In the last general elections, only three women won elections, compared to 54 males. The three women are; Nnaniki Makwinja (Lentsweletau-Mmopane), Talita Monnakgotla (Kgalagadi North), and Anna Mokgethi (Gaborone Bonnington North). Four women were elected through Specially Elected dispensation; Peggy Serame, Dr Unity Dow, Phildah Kereng and Beauty Manake. All female MPs — save Dow, who resigned — are members of the executive.
Overall, Botswana has 63 seats, all 57 elected by the electorates, and six elected by parliament. Early this year, Botswana Democratic Party (BDP) secretary general and Gaborone North MP, Mpho Balopi, successfully moved a motion in parliament calling for increment of elective seats from 57 to 61. Balopi contented that population growth demands the country respond by increasing the number of MPs.
In Africa, Botswana play second fiddle to countries like Rwanda, Namibia, South Africa, Burundi, and Zimbabwe who have better representation of women, with Rwanda being the only country with more than 50 percent of women in parliament.
The low number of women in parliament is attributed to Botswana’s current, electoral system, First-Past-the-Post. During the 9th parliament, then MP for Mahalapye East tabled a motion in parliament in which she sort to increase the number of Specially Elected MPs in parliament to augment female representation in the National Assembly.
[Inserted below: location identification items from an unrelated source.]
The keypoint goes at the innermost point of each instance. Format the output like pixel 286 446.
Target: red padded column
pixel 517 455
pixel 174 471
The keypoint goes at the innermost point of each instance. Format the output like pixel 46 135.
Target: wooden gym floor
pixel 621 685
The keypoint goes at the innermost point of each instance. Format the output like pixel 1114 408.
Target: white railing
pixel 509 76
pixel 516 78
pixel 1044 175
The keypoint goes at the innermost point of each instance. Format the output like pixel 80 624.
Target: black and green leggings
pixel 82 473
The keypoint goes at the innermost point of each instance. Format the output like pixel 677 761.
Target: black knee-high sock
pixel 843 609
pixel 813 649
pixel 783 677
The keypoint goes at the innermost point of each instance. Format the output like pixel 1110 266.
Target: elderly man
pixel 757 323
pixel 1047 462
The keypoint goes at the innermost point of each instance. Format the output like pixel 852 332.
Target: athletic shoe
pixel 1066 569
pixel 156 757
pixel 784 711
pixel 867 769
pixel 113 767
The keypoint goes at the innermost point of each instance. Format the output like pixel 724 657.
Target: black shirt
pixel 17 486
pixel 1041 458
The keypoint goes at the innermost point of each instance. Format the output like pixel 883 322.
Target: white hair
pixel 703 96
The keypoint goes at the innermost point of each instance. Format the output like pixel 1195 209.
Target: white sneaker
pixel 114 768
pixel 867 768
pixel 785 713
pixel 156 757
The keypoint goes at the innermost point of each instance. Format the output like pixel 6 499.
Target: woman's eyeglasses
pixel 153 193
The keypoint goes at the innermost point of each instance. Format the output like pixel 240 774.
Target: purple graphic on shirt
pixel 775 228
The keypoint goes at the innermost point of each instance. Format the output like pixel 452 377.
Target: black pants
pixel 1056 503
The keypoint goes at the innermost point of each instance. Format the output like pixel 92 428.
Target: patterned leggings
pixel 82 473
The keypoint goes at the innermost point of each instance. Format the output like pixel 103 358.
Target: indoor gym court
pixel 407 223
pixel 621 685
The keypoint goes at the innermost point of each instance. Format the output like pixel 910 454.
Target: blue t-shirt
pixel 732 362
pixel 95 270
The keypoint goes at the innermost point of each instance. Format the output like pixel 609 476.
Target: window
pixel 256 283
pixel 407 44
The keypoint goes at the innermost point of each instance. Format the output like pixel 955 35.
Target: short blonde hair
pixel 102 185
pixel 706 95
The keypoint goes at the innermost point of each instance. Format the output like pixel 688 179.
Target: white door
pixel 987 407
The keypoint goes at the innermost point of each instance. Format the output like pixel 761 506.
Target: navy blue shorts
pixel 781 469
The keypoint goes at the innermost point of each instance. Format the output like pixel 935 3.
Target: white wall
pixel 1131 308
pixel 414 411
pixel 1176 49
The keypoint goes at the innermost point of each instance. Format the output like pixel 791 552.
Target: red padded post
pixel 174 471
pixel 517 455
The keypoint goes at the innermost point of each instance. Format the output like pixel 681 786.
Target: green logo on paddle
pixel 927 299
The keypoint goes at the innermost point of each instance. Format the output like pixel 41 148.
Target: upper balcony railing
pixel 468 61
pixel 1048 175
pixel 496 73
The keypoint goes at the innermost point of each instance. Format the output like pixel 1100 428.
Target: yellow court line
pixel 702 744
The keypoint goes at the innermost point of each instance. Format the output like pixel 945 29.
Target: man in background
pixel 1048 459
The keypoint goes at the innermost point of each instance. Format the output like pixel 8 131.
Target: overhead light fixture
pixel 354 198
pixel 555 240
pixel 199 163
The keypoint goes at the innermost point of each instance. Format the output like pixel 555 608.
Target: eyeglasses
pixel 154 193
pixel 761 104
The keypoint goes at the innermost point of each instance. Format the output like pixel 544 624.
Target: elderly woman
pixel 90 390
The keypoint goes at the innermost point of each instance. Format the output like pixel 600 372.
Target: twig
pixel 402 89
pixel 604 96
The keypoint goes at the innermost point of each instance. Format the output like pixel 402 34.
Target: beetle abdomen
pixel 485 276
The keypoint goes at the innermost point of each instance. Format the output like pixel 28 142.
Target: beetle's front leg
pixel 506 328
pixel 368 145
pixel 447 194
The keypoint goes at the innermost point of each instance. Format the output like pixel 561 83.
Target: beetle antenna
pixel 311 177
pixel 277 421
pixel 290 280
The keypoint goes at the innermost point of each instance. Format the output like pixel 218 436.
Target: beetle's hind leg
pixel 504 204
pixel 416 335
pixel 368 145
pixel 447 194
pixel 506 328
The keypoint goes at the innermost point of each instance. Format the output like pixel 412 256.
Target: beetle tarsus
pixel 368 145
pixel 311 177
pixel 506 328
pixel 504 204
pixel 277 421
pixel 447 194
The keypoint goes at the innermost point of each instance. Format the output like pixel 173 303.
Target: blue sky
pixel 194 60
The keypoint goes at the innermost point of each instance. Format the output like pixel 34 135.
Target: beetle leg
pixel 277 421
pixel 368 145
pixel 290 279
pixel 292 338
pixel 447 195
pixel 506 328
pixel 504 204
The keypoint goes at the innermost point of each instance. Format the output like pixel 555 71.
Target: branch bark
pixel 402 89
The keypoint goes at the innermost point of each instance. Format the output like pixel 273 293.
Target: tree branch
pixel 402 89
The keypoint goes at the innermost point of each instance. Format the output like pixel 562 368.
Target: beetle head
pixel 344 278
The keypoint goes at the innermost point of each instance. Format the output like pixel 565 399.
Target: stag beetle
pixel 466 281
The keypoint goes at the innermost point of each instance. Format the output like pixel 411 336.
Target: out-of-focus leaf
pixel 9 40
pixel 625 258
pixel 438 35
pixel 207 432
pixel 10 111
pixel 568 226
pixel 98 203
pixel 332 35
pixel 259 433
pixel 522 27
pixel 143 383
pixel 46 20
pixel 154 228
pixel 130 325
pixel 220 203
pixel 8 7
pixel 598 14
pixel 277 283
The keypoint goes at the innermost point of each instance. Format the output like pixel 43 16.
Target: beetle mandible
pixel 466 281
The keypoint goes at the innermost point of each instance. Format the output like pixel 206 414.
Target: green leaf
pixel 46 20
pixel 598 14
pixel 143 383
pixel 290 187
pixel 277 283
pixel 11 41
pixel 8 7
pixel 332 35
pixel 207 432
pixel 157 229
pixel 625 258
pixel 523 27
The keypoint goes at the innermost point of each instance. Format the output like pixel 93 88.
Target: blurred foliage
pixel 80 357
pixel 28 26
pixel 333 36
The motion was opposed famously, by then Specially Elected MP, Botsalo Ntuane, who said the citizens were not in favour of such a move since it dilute democracy, instead suggesting the Botswana should switch to Proportional-Representation-System. Botswana is currently undergoing Constitutional Review process, with the commission, appointed in December, expected to deliver the report to President Mokgweetsi Masisi by September this year.